Para Ernesto es muy importante concienciar en la inclusión, entendida como respetar que todos somos diferentes y ver la diferencia como algo positivo también. “El TEA es un trastorno invisible, porque, de primeras, al ver a un niño con TEA, desde fuera puede no apreciarse ningún rasgo característico como sí puede suceder en otros trastornos. Si ustedes van al parque y llega un niño con alguna discapacidad física, todo el mundo está al tanto de que el niño tiene una discapacidad y el comportamiento puede cambiar. Cuando llega un niño con TEA, al no observar aparentemente ninguna discapacidad física, ese niño es tachado de no estar bien educado. Como padre de niños con TEA lo más difícil ha sido hablar sobre ello, no estigmatizar, entender que no todos los niños con TEA son iguales y que no todos son Rain Man”.
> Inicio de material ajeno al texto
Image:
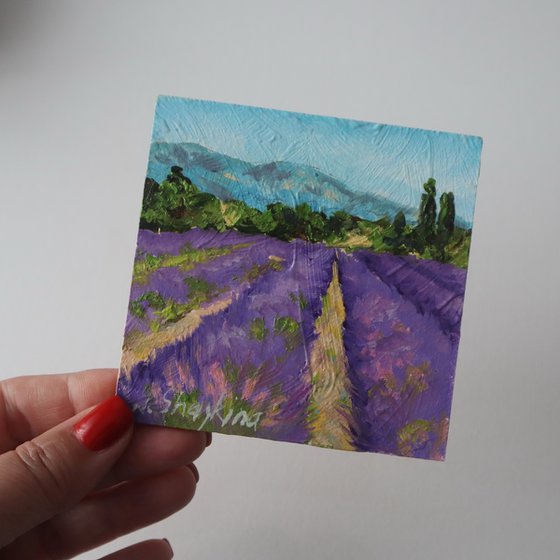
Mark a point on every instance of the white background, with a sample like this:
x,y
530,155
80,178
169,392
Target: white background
x,y
78,83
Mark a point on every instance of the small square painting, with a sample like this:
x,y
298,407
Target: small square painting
x,y
299,278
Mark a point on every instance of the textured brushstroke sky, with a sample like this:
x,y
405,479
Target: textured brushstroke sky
x,y
391,161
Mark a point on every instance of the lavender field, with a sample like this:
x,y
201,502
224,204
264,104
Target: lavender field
x,y
293,341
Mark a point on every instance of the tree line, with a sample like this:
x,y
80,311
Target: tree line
x,y
178,205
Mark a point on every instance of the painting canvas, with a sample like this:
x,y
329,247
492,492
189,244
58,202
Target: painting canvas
x,y
299,278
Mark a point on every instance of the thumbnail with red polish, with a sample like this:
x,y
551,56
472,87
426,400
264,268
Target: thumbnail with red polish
x,y
105,424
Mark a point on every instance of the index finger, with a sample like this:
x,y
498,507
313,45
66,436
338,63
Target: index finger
x,y
33,404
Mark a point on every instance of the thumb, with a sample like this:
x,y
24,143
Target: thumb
x,y
55,470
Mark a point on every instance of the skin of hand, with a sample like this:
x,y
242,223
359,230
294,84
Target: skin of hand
x,y
76,473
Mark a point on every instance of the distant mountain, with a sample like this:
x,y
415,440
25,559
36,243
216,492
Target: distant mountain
x,y
259,185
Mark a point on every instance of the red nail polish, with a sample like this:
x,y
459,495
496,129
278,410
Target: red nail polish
x,y
194,471
168,544
105,424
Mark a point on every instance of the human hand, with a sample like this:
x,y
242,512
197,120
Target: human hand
x,y
72,479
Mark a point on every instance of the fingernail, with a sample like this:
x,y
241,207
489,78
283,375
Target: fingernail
x,y
169,545
194,471
105,424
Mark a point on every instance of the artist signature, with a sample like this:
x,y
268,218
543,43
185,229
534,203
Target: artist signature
x,y
212,413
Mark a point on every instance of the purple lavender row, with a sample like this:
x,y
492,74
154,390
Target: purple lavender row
x,y
250,351
435,288
401,365
171,243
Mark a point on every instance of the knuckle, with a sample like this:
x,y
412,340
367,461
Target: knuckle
x,y
44,465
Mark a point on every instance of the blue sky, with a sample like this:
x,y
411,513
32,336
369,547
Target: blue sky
x,y
390,161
Si Ernesto tuviera que darle algún consejo a padres cuyos hijos acaben de recibir un diagnóstico de TEA, lo primero que les diría es la necesidad de aceptación: “si somos capaces de aceptar la situación, podremos actuar y avanzar”, anima Ernesto.

El segundo consejo que les daría es buscar fuentes e información fiable: recurrir a otros padres que hayan pasado por lo mismo, a asociaciones que tengan cierto prestigio dentro del mundo del TEA y que contacten con Autism 4 good, que cuenta con una amplia red de profesionales de primer nivel.

Aprendizaje de vida

Ernesto afirma que el autismo le ha enseñado que es una persona resiliente, positiva, que en la vida a veces las cosas no salen como tú las planeas, pero que con la fortaleza y el amor por los hijos, se puede.

“Mis hijos me han enseñado que las diferencias pueden ser maravillosas. No cambiaría a mis hijos dentro del TEA por unos niños neurotípicos”, afirma Ernesto con la emoción y el orgullo que todo padre debería sentir hacia sus hijos.